Ebay Marketplaces president, Devin Wenig, will become CEO of new eBay, while American Express executive Dan Schulman joins PayPal as CEO.
“Creating two standalone businesses positions eBay and PayPal to capitalise on their respective growth opportunities in the rapidly changing global commerce and payments landscape – and is the best path for creating sustainable shareholder value,” the company said.
Ebay CEO John Donahoe said eBay and PayPal have benefited from being part of one company for over a decade.
“However, a thorough strategic review with our board shows that keeping eBay and PayPal together beyond 2015 clearly becomes less advantageous to each business strategically and competitively," Donahoe said.

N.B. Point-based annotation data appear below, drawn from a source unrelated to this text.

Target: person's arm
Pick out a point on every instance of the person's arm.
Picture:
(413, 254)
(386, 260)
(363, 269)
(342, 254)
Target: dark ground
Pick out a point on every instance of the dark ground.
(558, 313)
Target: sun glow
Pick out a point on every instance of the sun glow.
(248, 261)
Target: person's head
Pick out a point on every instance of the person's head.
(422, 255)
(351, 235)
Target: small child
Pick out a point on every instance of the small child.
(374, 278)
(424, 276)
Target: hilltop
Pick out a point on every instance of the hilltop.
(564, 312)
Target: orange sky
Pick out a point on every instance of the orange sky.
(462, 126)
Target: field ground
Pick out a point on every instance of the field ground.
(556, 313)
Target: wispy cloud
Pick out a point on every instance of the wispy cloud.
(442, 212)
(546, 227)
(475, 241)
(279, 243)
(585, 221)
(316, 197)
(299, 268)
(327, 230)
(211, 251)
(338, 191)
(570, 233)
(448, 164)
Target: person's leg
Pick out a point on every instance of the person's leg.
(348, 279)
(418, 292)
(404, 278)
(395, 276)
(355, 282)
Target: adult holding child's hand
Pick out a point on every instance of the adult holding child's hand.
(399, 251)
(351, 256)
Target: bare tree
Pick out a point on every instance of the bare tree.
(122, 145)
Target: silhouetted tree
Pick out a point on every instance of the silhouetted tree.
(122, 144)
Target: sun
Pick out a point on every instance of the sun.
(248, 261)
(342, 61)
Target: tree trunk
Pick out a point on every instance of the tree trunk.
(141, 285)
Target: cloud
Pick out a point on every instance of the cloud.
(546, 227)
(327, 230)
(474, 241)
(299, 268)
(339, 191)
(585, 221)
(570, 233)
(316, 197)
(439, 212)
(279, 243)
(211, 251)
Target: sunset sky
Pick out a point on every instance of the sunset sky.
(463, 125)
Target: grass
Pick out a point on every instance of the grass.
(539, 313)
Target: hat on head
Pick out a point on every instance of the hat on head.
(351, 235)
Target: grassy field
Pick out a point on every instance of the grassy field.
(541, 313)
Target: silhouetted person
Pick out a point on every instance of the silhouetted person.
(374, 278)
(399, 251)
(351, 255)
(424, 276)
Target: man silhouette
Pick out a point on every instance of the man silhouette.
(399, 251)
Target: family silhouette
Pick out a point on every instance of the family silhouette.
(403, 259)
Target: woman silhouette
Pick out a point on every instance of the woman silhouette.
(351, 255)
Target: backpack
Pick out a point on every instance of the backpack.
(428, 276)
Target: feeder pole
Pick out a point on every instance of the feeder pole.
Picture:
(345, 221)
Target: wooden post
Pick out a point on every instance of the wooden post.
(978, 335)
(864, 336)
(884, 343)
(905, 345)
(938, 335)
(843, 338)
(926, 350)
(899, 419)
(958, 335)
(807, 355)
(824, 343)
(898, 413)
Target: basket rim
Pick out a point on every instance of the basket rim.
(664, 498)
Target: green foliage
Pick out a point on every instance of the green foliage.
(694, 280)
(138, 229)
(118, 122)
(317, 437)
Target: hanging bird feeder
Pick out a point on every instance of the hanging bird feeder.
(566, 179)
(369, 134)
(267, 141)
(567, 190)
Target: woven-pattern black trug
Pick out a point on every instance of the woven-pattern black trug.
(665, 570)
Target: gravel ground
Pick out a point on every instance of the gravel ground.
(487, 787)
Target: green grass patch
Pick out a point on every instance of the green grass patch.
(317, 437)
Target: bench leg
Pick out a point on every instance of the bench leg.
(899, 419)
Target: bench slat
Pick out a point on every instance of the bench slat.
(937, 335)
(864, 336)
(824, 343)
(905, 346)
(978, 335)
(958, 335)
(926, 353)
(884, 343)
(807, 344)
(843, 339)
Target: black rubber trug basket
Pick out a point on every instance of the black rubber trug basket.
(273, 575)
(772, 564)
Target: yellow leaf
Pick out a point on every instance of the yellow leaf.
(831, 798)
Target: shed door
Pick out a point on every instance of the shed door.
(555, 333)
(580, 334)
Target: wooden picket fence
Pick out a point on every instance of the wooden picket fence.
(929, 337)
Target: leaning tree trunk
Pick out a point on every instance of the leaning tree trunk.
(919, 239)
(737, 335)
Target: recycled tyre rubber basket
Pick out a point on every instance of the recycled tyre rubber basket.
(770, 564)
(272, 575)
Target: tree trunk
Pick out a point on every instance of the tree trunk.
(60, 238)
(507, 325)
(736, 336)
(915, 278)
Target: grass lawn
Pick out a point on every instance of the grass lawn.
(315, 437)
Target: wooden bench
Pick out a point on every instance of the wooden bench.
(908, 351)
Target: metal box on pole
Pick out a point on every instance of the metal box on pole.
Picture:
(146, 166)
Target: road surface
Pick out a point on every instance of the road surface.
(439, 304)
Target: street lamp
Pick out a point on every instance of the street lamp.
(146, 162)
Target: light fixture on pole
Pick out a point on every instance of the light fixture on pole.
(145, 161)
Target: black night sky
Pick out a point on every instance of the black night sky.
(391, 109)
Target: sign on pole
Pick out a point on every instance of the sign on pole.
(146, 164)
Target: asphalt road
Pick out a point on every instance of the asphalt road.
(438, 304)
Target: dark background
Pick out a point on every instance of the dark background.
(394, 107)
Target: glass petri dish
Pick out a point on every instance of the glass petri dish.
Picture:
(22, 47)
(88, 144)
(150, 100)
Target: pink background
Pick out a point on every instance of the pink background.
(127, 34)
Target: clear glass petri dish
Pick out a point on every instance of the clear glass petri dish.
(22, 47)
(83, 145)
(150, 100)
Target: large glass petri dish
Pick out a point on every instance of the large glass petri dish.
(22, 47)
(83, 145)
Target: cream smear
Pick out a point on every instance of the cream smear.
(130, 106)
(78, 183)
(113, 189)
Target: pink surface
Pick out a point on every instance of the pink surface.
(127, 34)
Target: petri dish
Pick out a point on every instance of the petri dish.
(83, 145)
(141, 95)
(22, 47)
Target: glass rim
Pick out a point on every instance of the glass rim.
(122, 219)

He said the industry landscape is changing, and each business has different competition and opportunities.
Ebay said its board of directors regularly ask whether separation make eBay and PayPal more competitive.
The latest review concluded: “The changing competitive landscape creates enormous opportunities for eBay and PayPal; separation will create sharper strategic focus.”
PayPal processed $27bn in mobile payments in 2013 and expects to process one billion mobile transactions in 2014.
The payments sector is evolving fast and the split from eBay will give Paypal more flexibility.
PayPal is investing in growth. In August it launched an open beta for developers to incorporate one-touch PayPal payments technology into mobile apps.
The company also recently targeted growth in new areas such as providing online cash advances to small businesses in the UK.
The online payment platform offers cash advances to existing business customers and eBay. PayPal will provide interest-free cash against the businesses’ future sales.
Gareth Lodge, payments analyst at Celent, said PayPal would not have got where it is today without the eBay connection, but now is a good time to move on. “PayPal was the way people paid on eBay but now it is getting to the point that more of PayPal’s revenue comes from outside the eBay relationship.”
“Being a separate business will give Pay Pal more flexibility,” added Lodge. He said there was speculation that PayPal might buy companies in the finance sector including card providers.